Wirbelkörperfrakturen

Flexible Rucksackorthesen fördern die Mobilisation

Die Körperhaltung und Standfestigkeit nach osteoporotischen Wirbelkörperfrakturen lassen sich mit Rückenorthesen verbessern.

Veröffentlicht: 17.11.2018, 19:00 Uhr

Thomas Meißner

Das Tragen von Rückenorthesen verbessert bei Patienten nach akuten oder subakuten Wirbelkörperfrakturen die Körperhaltung, das Standgleichgewicht sowie die Kraft der Rumpfmuskulatur und kann Schmerzen lindern. Das berichtet Dr. Michael Pfeifer vom Institut für Klinische Osteologie an der Klinik "Der Fürstenhof" in Bad Pyrmont nach Sichtung und Auswertung der internationalen Literatur (DZKF 2017; 4: 47-51).

Je nach individuellem Beschwerdebild könnten Orthesen ein bis zwei Wochen nach einer Wirbelkörperfraktur verordnet werden, so Pfeifer, der auch koordinierender Autor der DVO-Leitlinienkommission Osteoporose ist. Damit werde die Mobilisation des Patienten gefördert, zugleich erreiche man – die richtige und passende Orthese vorausgesetzt – eine Kräftigung der Rumpfmuskulatur. Besonders wenn es gelingt, die Belastungen auf die Wirbelkörper-Vorderkanten zu verringern, lindert das die Schmerzen. Bei verbessertem Standgleichgewicht, Aktivierung des Patienten und Kraftzuwachs verringert sich potenziell das Sturz- und Frakturrisiko.

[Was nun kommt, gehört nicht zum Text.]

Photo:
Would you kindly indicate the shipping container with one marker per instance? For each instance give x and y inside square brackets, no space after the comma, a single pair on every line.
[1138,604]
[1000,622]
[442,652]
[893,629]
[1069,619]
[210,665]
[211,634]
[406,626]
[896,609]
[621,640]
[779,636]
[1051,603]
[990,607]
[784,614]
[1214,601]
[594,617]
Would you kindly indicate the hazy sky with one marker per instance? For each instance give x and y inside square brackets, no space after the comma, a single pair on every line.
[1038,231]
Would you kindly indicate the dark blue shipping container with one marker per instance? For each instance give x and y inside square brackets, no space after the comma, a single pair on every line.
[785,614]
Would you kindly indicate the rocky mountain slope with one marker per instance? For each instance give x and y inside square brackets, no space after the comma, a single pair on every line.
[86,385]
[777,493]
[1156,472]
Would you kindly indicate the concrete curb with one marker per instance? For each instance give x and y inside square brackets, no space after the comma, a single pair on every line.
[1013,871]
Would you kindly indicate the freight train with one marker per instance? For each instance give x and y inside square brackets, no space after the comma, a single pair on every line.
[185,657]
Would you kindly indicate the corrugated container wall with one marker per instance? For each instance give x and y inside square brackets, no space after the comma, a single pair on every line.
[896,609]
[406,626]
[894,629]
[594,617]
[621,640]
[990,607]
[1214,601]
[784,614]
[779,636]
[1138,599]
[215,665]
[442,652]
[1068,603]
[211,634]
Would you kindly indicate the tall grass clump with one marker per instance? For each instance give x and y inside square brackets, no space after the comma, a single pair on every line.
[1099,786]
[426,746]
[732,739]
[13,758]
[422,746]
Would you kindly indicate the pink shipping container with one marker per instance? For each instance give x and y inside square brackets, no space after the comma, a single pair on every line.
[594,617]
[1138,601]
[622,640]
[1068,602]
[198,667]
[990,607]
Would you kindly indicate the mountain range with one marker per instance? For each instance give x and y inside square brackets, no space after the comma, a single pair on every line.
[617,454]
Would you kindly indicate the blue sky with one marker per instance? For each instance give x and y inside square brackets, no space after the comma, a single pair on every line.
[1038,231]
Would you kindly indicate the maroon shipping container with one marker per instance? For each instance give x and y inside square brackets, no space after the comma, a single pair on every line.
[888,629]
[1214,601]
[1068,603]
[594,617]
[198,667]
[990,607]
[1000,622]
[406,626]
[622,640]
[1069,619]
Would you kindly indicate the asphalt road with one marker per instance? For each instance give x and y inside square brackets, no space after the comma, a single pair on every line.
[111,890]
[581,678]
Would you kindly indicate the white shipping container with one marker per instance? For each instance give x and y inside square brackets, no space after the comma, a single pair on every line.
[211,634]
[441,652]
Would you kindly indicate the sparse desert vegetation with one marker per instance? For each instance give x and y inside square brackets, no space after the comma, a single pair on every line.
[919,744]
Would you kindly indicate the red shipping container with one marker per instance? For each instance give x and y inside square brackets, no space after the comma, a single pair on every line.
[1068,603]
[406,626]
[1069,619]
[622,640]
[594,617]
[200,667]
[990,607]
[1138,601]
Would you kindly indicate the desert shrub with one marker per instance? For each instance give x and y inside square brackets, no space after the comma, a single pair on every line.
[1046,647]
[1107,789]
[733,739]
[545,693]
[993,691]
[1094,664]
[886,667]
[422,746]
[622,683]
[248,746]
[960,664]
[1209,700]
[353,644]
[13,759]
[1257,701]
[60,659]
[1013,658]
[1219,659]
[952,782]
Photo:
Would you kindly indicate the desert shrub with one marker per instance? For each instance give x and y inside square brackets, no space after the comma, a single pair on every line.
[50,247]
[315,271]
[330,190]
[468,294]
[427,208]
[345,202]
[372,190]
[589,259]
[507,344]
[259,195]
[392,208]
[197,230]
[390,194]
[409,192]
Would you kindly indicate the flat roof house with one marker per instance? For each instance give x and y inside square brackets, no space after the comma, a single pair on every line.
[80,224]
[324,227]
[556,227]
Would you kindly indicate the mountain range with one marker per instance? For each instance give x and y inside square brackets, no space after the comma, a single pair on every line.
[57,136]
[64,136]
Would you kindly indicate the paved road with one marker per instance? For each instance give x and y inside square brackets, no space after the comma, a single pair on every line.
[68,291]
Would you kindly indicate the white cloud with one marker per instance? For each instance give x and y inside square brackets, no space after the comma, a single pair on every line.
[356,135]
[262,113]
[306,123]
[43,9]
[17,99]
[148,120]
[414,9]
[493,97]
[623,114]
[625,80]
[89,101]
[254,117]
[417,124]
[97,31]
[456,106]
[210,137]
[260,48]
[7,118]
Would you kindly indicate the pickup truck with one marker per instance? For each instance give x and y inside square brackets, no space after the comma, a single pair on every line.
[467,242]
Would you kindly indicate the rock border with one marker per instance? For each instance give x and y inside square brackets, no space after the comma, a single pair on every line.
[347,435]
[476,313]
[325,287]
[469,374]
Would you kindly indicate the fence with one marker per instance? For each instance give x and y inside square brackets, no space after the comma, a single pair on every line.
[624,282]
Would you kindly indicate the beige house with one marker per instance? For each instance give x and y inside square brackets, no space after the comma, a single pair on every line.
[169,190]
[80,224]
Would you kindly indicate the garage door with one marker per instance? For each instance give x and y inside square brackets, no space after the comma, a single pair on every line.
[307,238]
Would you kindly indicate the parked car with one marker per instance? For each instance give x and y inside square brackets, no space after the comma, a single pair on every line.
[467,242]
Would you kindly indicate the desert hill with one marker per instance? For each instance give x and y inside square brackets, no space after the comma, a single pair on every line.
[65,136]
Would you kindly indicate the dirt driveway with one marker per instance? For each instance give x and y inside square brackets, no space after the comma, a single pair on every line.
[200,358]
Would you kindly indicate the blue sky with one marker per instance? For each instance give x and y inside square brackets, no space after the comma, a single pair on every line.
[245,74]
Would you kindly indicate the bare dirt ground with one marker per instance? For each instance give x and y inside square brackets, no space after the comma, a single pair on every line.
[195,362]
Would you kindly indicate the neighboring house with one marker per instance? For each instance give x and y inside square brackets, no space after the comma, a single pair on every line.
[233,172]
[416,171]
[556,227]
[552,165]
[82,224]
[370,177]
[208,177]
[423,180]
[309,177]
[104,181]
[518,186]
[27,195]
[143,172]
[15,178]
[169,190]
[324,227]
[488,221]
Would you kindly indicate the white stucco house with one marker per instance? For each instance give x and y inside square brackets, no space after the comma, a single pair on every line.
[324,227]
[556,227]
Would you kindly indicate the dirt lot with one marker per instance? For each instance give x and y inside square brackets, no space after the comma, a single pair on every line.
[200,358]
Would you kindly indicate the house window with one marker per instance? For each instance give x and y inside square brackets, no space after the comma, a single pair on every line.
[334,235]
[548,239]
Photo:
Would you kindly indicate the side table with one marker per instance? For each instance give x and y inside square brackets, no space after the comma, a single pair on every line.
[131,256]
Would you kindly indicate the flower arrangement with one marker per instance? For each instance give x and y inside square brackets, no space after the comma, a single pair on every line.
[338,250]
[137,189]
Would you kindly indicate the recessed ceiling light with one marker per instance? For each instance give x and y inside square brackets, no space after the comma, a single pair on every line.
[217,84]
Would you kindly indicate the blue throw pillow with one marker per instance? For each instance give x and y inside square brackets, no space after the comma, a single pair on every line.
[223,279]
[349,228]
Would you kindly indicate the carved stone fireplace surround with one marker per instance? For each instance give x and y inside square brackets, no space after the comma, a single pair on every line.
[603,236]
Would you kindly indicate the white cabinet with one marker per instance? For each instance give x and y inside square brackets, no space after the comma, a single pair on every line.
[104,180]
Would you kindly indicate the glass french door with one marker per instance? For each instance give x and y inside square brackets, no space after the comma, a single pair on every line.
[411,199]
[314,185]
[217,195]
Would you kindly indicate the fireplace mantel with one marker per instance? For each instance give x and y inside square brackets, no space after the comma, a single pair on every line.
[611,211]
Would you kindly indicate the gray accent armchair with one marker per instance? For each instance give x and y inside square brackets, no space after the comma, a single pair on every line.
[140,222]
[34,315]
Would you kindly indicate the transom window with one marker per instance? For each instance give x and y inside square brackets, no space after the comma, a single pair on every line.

Pfeifer weist auf die Vielzahl von Rückenorthesen hin. Starre Orthesen nach dem Drei-Punkt-Prinzip mit passiver Haltungskorrektur und nahezu kompletter Immobilisation schränken die Lungenfunktion ein, fördern den Muskelkraftverlust sowie die weitere Demineralisierung des Skeletts und führen zu Hautirritationen, Ausbildung von Hernien, zu Schmerzen und anderem mehr. Die Compliance der Patienten ist dementsprechend schlecht. Rigide Einschränkungen der Beweglichkeit sollten verhindert werden, betont Pfeifer.

Für die Rehabilitation von Patienten mit Osteoporose-bedingten Wirbelkörperfrakturen empfiehlt er daher flexible Rucksackorthesen. Sie üben über Schultergurte einen leichten Druck auf den Oberkörper aus. Dadurch wird die Anspannung der langen Rückenstreckmuskulatur angeregt, aber auch die Kraft der Abdominalextensoren verbessert. Die Orthese soll an zwei bis vier Stunden täglich getragen werden. Günstig ist die Kombination mit einer medizinischen Trainingstherapie. Das Anbringen zusätzlicher Gewichte von 0,5 bis 2,0 kg unter den Schulterblättern kann die Aufrichtung der Wirbelsäule unterstützen. Für die individuelle Anpassung sowie die Aufklärung der Patienten empfiehlt Pfeifer die Zusammenarbeit mit entsprechend erfahrenen Orthopädietechnikern.

Der Osteologe zitiert eine Metaanalyse, wonach funktionelle Einschränkungen bei Frauen und Männern mit Hilfe von Rückenorthesen signifikant gemindert werden konnten.

Eine eigene Analyse von zwölf randomisierten, kontrollierten Studien ergab Verbesserungen innerhalb der ersten sechs Monate, die bei kontinuierlichem Tragen bis zu einem Jahr anhielten. Voraussetzung ist allerdings, dass ein bereits vorhandener Rundrücken noch aktiv verändert werden kann. Dann, so Pfeifer, lasse sich langfristig ein aufrechteres Gangbild als zuvor erreichen. (ner)

Effekte von flexiblen Rucksackorthesen

- Sie üben über Schultergurte einen leichten Druck auf den Oberkörper aus.

- Dadurch wird die Anspannung der langen Rückenstreckmuskulatur angeregt, aber auch die Kraft der Abdominalextensoren verbessert.